3) Your paragraphs were cleanly separated and easy to read. Your evidence supported your argument, but I would add more specific statistics or evidence to further your claims. This may be hard as it is a current developing issue, but it’s worth a shot.
4) Your piece did handle the feasibility of actually implementing some of the legislation mentioned, which strengthens what you’re saying.
5) Make sure to add one more graph/ visual aid.
6) No improvements needed for structure.
7) Make sure the last picture can be clearly read, it looks a little blurry on the page.

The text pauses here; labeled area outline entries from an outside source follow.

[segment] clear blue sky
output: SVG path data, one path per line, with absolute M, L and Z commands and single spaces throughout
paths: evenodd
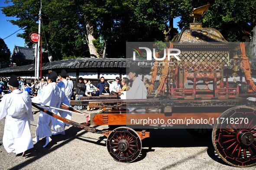
M 7 6 L 12 4 L 12 3 L 3 3 L 4 1 L 3 0 L 0 0 L 0 7 Z M 1 8 L 0 9 L 2 9 Z M 2 11 L 0 10 L 0 38 L 5 38 L 20 28 L 18 26 L 13 25 L 10 22 L 7 21 L 8 20 L 15 20 L 15 19 L 16 18 L 14 17 L 6 16 L 3 13 Z M 178 26 L 177 26 L 177 22 L 178 22 L 179 20 L 179 18 L 176 18 L 174 19 L 174 28 L 178 28 Z M 180 31 L 179 29 L 178 31 L 179 32 Z M 22 38 L 17 37 L 17 34 L 22 33 L 23 31 L 23 30 L 20 30 L 13 35 L 3 40 L 12 54 L 15 45 L 25 47 L 25 40 Z M 36 31 L 36 30 L 35 31 Z M 28 39 L 29 39 L 29 35 L 28 35 L 27 38 Z
M 10 4 L 3 3 L 4 0 L 0 0 L 0 7 L 6 6 L 10 5 Z M 0 8 L 0 9 L 3 8 Z M 2 11 L 0 10 L 0 38 L 3 39 L 9 36 L 20 28 L 17 25 L 13 25 L 13 24 L 7 21 L 7 20 L 15 19 L 15 18 L 7 17 L 3 14 Z M 11 53 L 13 53 L 14 45 L 20 47 L 25 47 L 25 41 L 23 39 L 17 37 L 16 35 L 18 33 L 22 33 L 23 31 L 22 29 L 13 34 L 12 36 L 3 40 L 5 44 L 10 50 Z M 28 35 L 29 39 L 29 35 Z

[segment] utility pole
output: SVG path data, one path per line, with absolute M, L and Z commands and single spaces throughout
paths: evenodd
M 40 37 L 39 37 L 39 40 L 38 41 L 37 44 L 37 57 L 36 61 L 36 78 L 39 81 L 39 63 L 40 63 L 40 51 L 39 51 L 40 45 L 40 41 L 41 41 L 41 10 L 42 10 L 42 0 L 40 0 L 40 9 L 39 10 L 39 24 L 38 25 L 38 33 L 39 33 L 39 35 Z

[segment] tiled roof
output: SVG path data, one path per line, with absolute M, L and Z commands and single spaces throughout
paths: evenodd
M 146 59 L 133 61 L 132 59 L 124 58 L 78 58 L 70 60 L 64 60 L 42 63 L 42 70 L 58 69 L 79 69 L 86 68 L 129 68 L 133 63 L 138 62 L 146 62 Z M 151 61 L 148 62 L 150 64 L 144 64 L 142 67 L 150 68 Z M 0 69 L 0 73 L 13 72 L 20 71 L 35 71 L 35 64 L 30 64 L 15 67 Z
M 32 49 L 25 47 L 14 47 L 12 57 L 13 59 L 33 60 L 35 57 L 32 56 Z
M 129 68 L 131 65 L 136 63 L 145 62 L 146 59 L 136 60 L 124 58 L 78 58 L 70 60 L 64 60 L 42 63 L 42 70 L 58 69 L 62 69 L 81 68 Z M 251 68 L 256 70 L 256 59 L 250 59 L 252 63 Z M 141 67 L 150 68 L 152 61 L 147 61 L 147 64 L 140 65 Z M 228 68 L 226 68 L 227 69 Z M 13 72 L 21 71 L 34 71 L 35 64 L 30 64 L 15 67 L 9 67 L 0 69 L 0 73 Z

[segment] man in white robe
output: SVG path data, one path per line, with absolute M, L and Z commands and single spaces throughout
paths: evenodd
M 0 120 L 5 116 L 3 144 L 7 152 L 16 154 L 33 148 L 30 120 L 34 121 L 31 99 L 26 91 L 19 90 L 17 76 L 12 75 L 8 87 L 11 93 L 5 94 L 0 102 Z
M 66 79 L 67 76 L 67 72 L 65 70 L 62 69 L 61 73 L 58 76 L 58 79 L 60 79 L 60 82 L 58 84 L 58 86 L 60 89 L 60 92 L 61 94 L 61 101 L 63 104 L 70 106 L 70 99 L 72 95 L 72 88 L 70 84 Z M 71 113 L 69 112 L 65 112 L 62 110 L 59 110 L 59 113 L 61 116 L 62 117 L 71 120 Z M 60 122 L 60 120 L 59 120 Z M 52 135 L 56 135 L 59 134 L 62 135 L 65 135 L 65 125 L 69 126 L 69 124 L 65 123 L 62 122 L 62 129 L 63 130 L 60 132 L 56 132 L 54 130 L 54 132 Z
M 138 77 L 138 74 L 140 67 L 136 65 L 132 65 L 129 68 L 129 76 L 133 81 L 132 87 L 128 91 L 122 91 L 120 89 L 117 91 L 121 94 L 121 99 L 145 99 L 147 98 L 147 91 L 145 85 L 141 80 Z M 128 107 L 130 111 L 133 111 L 136 107 Z
M 61 93 L 55 82 L 57 75 L 55 71 L 52 71 L 50 73 L 47 80 L 48 85 L 45 87 L 42 93 L 32 99 L 32 102 L 54 107 L 60 107 L 61 104 Z M 50 108 L 46 109 L 58 116 L 60 116 L 56 109 Z M 62 121 L 59 121 L 53 117 L 53 118 L 54 120 L 52 121 L 51 116 L 42 111 L 40 112 L 36 131 L 36 137 L 33 139 L 33 141 L 38 142 L 39 138 L 45 137 L 46 142 L 43 148 L 45 147 L 52 141 L 50 137 L 52 136 L 52 125 L 55 132 L 62 132 L 64 130 L 62 125 Z

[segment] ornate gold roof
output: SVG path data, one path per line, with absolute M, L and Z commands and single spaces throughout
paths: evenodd
M 172 42 L 202 43 L 205 42 L 227 42 L 221 34 L 215 29 L 202 28 L 201 24 L 189 24 L 189 28 L 182 30 L 173 38 Z

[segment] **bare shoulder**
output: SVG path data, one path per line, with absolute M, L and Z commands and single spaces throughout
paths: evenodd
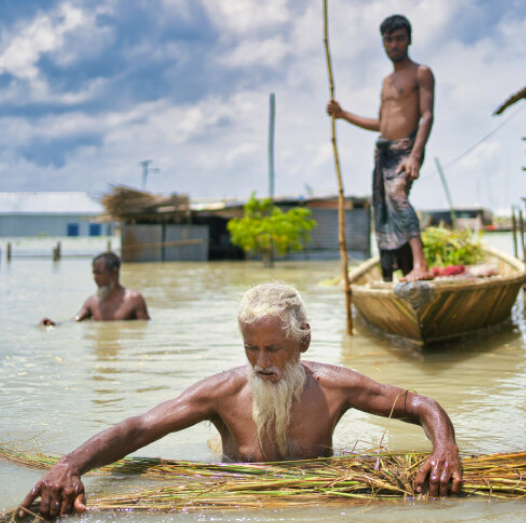
M 303 361 L 303 365 L 322 387 L 348 388 L 360 384 L 365 378 L 363 374 L 339 365 L 315 361 Z
M 233 369 L 213 374 L 196 383 L 196 389 L 225 398 L 238 394 L 247 385 L 246 367 L 235 367 Z
M 431 71 L 431 68 L 428 65 L 416 64 L 416 66 L 416 74 L 420 82 L 434 82 L 435 77 L 433 76 L 433 71 Z
M 85 302 L 83 307 L 93 311 L 99 306 L 100 298 L 96 294 L 92 294 Z
M 133 289 L 124 289 L 124 297 L 126 300 L 142 300 L 144 301 L 143 295 L 139 291 L 134 291 Z

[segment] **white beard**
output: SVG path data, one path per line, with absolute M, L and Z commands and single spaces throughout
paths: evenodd
M 256 423 L 259 445 L 263 450 L 265 434 L 271 437 L 271 441 L 275 437 L 279 453 L 286 457 L 289 451 L 290 412 L 292 403 L 300 400 L 305 387 L 305 369 L 299 361 L 288 363 L 280 379 L 271 382 L 261 379 L 249 364 L 247 375 L 252 392 L 252 419 Z

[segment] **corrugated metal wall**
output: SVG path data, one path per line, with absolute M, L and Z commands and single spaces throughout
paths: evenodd
M 67 236 L 70 224 L 78 225 L 79 236 L 89 236 L 89 224 L 95 218 L 79 214 L 0 215 L 0 236 Z M 102 224 L 102 234 L 111 233 L 112 224 Z
M 280 206 L 281 207 L 281 206 Z M 290 207 L 282 207 L 287 211 Z M 318 226 L 310 231 L 311 241 L 305 249 L 291 253 L 282 259 L 336 259 L 340 256 L 338 243 L 338 210 L 310 209 L 311 218 Z M 353 258 L 365 260 L 371 256 L 370 209 L 357 208 L 345 211 L 345 239 L 347 252 Z
M 123 262 L 207 261 L 208 226 L 123 223 L 121 258 Z

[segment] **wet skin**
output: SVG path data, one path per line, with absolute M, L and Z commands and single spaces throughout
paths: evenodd
M 431 69 L 409 58 L 411 40 L 405 29 L 397 29 L 382 37 L 393 72 L 384 78 L 378 118 L 367 118 L 344 111 L 338 102 L 331 100 L 329 115 L 370 131 L 379 131 L 387 140 L 398 140 L 417 130 L 411 154 L 400 162 L 396 174 L 404 173 L 408 181 L 420 176 L 427 140 L 433 126 L 435 79 Z M 413 254 L 413 269 L 402 281 L 433 279 L 425 261 L 419 237 L 409 240 Z
M 264 319 L 245 327 L 243 342 L 250 365 L 262 379 L 275 382 L 289 362 L 298 360 L 310 344 L 284 334 L 281 320 Z M 306 384 L 299 402 L 294 402 L 289 428 L 290 451 L 280 455 L 270 437 L 259 445 L 252 420 L 252 396 L 246 367 L 237 367 L 193 385 L 178 398 L 166 401 L 145 414 L 128 418 L 95 435 L 61 458 L 26 496 L 21 508 L 39 497 L 40 513 L 55 518 L 73 509 L 83 510 L 81 476 L 112 463 L 169 434 L 201 421 L 218 429 L 224 458 L 233 461 L 275 461 L 314 458 L 332 452 L 332 434 L 349 409 L 392 416 L 422 425 L 433 443 L 433 451 L 421 465 L 416 487 L 428 483 L 431 496 L 459 493 L 462 473 L 453 425 L 434 400 L 398 387 L 383 385 L 352 370 L 304 361 Z M 259 370 L 258 370 L 259 369 Z
M 99 289 L 108 288 L 106 296 L 94 294 L 82 305 L 80 311 L 73 317 L 74 321 L 89 318 L 97 321 L 111 320 L 149 320 L 146 301 L 141 293 L 126 289 L 119 283 L 119 271 L 114 268 L 108 270 L 102 260 L 92 266 L 93 280 Z M 55 325 L 53 320 L 44 318 L 41 325 Z

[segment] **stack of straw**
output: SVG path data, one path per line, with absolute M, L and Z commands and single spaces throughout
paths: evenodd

1). Answer any questions the writer may have posed about the draft
N/A
2). Comment on scope of the thesis and whether or not it was convincingly argued. What improvements are needed to make it more convincing?
I think that overall, your argument was sound and supported by a variety of arguments. However, you say in your thesis that the focus should be on preventing the spread to medical professionals rather than to citizens, which you don’t actually make an argument for. Rather, you are making an argument that prevention to medical professionals has been largely ignored.
3). Comment on the evidence for the policy or its implementation. Does the draft need stronger sources to support the arguments? What kinds?
I think that you use a wide variety of sources and evidence in your brief. I don’t think you need stronger sources to support your argument.
4). Did the piece handle questions of feasibility or objections to the policy?
You did address questions about feasibility as well as objections to the policy.
5). Comment on any improvements to arrangement that could be considered.
I think that the brief itself was well arranged.
6). Comment on the structure of the issue brief, including subtitles.
I think you could add a part to the brief that appeals to pathos. There are probably a lot of testimonials online about the fears medical providers have in the current situation, and these would really help drive your argument home.
7). Make one recommendation for something that could be moved, changed, added, or deleted.
I would remove any words that are fully capitalized for professionalism.